Separate neural dynamics underlying the acquisition of different auditory category structures

Current models of auditory category learning argue for a rigid specialization of hierarchically organized regions that are fine-tuned to extracting and mapping acoustic dimensions to categories. We test a competing hypothesis: the neural dynamics of emerging auditory representations are driven by category structures and learning strategies. We designed a category learning experiment where two groups of learners learned novel auditory categories with identical dimensions but differing category structures: rule-based (RB) and information-integration (II) based categories. Despite similar learning accuracies, strategies and cortico-striatal systems processing feedback differed across structures. Emergent neural representations of category information within an auditory frontotemporal pathway exclusively for the II learning task.
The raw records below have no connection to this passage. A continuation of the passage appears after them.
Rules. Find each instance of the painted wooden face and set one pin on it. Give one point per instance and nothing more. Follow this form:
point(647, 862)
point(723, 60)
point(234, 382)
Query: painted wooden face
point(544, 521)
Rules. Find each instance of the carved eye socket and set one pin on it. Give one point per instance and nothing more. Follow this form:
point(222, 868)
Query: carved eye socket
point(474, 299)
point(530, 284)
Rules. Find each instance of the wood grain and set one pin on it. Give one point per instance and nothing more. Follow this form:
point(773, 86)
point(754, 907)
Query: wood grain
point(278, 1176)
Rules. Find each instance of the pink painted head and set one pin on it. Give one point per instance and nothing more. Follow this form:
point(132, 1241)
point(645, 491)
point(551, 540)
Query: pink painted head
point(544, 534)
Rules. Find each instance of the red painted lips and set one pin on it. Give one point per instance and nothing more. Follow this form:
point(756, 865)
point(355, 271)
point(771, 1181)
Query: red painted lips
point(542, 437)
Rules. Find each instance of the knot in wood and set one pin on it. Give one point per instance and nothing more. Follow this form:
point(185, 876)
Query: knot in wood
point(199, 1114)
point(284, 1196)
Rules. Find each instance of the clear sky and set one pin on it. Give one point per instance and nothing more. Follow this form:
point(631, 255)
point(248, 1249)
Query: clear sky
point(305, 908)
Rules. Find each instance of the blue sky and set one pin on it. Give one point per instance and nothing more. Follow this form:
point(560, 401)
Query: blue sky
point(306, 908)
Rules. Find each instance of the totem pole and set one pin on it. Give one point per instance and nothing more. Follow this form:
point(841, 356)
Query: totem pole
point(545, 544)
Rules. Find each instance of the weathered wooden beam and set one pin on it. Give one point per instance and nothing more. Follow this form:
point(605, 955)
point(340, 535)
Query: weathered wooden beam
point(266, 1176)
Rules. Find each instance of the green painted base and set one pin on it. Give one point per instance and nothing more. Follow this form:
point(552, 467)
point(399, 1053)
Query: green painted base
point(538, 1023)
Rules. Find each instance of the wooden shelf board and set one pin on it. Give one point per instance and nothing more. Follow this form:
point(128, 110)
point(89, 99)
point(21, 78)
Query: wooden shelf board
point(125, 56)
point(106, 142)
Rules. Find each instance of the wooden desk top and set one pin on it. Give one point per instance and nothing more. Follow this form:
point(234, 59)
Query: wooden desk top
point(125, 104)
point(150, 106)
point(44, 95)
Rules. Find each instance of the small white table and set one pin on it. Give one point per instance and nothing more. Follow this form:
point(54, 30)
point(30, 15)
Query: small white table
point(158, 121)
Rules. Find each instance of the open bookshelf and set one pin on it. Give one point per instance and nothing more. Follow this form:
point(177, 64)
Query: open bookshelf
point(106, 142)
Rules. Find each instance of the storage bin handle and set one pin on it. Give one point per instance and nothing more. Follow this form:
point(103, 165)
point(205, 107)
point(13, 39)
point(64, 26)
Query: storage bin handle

In contrast, the RB task yielded neural representations within distributed regions involved in cognitive control that emerged at different time-points of learning. Our results demonstrate that learners neural systems are flexible and show distinct spatiotemporal patterns that are not dimension-specific but reflect underlying category structures. SignificanceWhether it is an alarm signifying danger or the characteristics of background noise, humans are capable of rapid auditory learning. Extant models posit that novel auditory representations emerge in the superior temporal gyrus, a region specialized for extracting behaviorally relevant auditory dimensions and transformed onto decisions via the dorsal auditory stream. Using a computational cognitive neuroscience approach, we offer an alternative viewpoint: emergent auditory representations are highly flexible, showing distinct spatial and temporal trajectories that reflect different category structures.